Elle fait l’impasse, tout d’abord, sur les réserves fonctionnelles et les phénomènes de compensation et de plasticité qui font que même si des modifications physiologiques apparaissent avec le temps, générant une baisse des performances, elles n’empêchent pas de répondre aux besoins de l’organisme pour évoluer dans un environnement “normal” [2]. Elle fait l’impasse, également, sur tout ce qui n’est pas altéré par le vieillissement. Certaines capacités liées à l’expérience et la connaissance du monde ne diminuent pas avec le temps. Les émotions, les besoins identitaires, de reconnaissance, d’attachement, tout cela non plus ne diminuent pas avec le vieillissement. Certes, ces besoins changent de forme avec les expériences et les événements de vie, mais ils ne diminuent pas. Ce serait plus notre conception de la vieillesse qui légitime d’une certaine manière la baisse, voire la perte, de ces besoins émotionnels, psychologiques et sociaux. Pourtant, un tel manque au niveau de ces besoins entraîne des effets sur l’organisme susceptibles d’atteindre les fonctions vitales.

On ne peut pas finalement décorréler le vieillissement organique usuel, de l’expérience psychologique et sociale qui l’accompagne. La vie à des âges avancés est faite de grands bouleversements. Le passage à la retraite, avec la reconstruction de nouvelles habitudes, de nouvelles relations, est le premier d’une longue liste. Le corps qui change, c’est parfois aussi la nécessité d’arrêter certaines activités qui étaient essentielles jusque-là, ou de se faire aider pour certaines choses du quotidien : à chaque fois, cela implique de reconstruire un nouvel espace pour soi, de gérer des tensions identitaires, etc. Aussi, plus on avance en âge et plus il y a de proches âgés qui décèdent. Tous ces événements bousculent ce que l’on est, l’image que l’on a de soi, le sentiment d’avoir une place dans le monde, l’envie également de réinvestir le monde. Ils ne font pas que s’ajouter au vieillissement biologique, ils sont indissociables de celui-ci. C’est l’ensemble de ces modifications et la manière dont on arrive plus ou moins à les compenser qui produit l’expérience singulière du vieillissement.

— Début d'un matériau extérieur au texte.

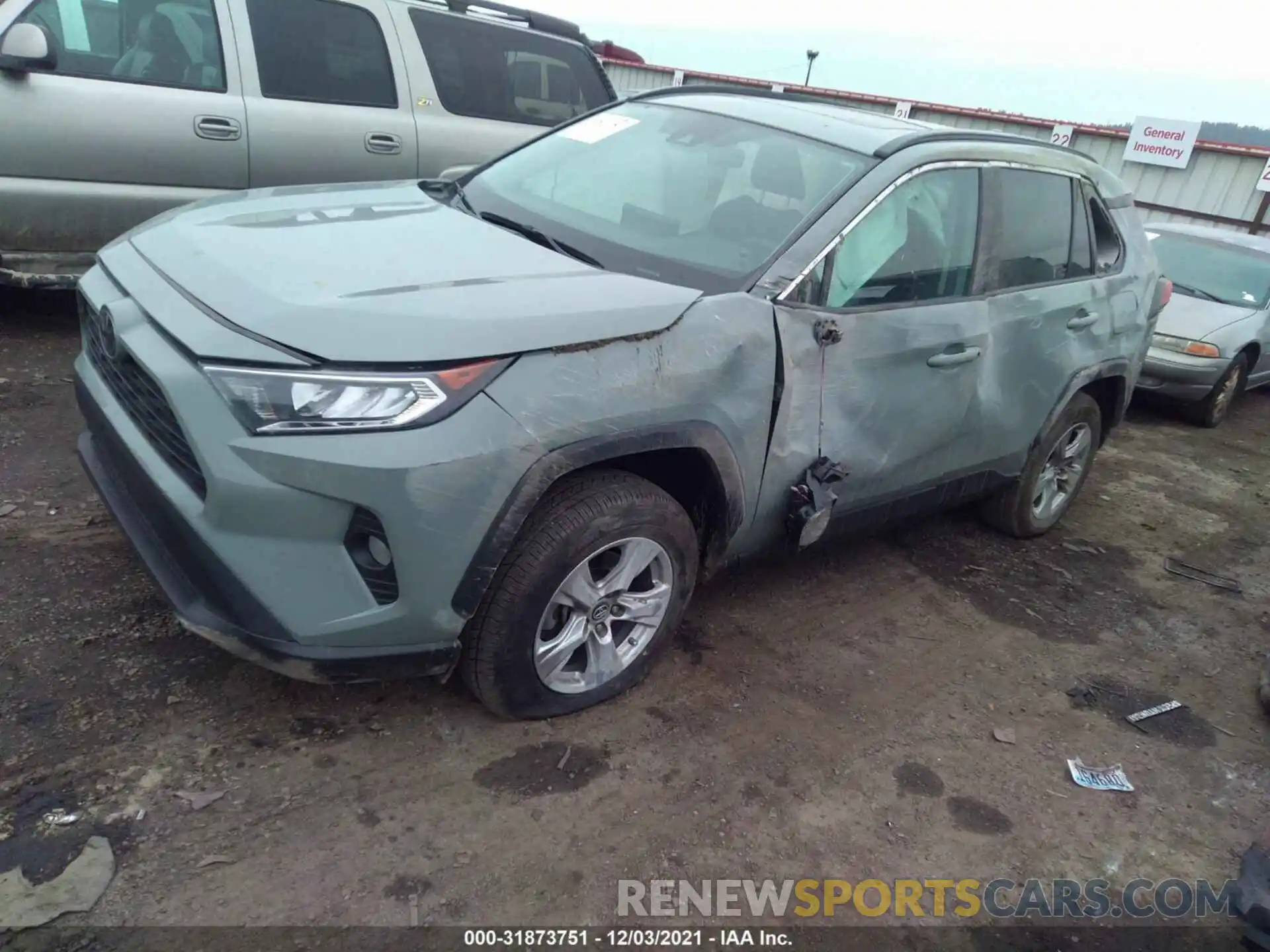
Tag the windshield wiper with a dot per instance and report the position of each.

Alors, si vieillir est un apprentissage, cela peut se produire de deux manières : soit en terme de renoncement et donc de deuil, avec ce que cela implique de tristesse face à l’obligation d’abandonner quelque chose qui fait partie de sa vie, soit, au contraire, c’est le stade du dépassement, c’est-à-dire une sagesse.

Edgar Morin [3]

  1. "Vieillir ? Et alors ? Pathologies du vieillissement" (2005) https://www.cite-sciences.fr/fr/ressources/conferences-en-replay/saisons/saison-2005-2006/vieillir-et-alors
  2. L’environnement joue ici un rôle très important dans le sens où il constitue un contexte plutôt favorable, ou au contraire plutôt défavorable, à ces phénomènes de compensation. Un environnement peu stimulant, peu étayant, participe à réduire les réserves fonctionnelles permettant de compenser les effets du vieillissement. A l’inverse, plus l’environnement sera adapté aux capacités qui évoluent avec le vieillissement, plus il permettra de renforcer les réserves fonctionnelles et de réduire l’impact, sur le quotidien des personnes, des modifications physiologiques.
  3. https://www.cairn.info/revue-retraite-et-societe1-2001-3-page-166.htm

* Extrait de la chanson de Léo Ferré « Avec le temps »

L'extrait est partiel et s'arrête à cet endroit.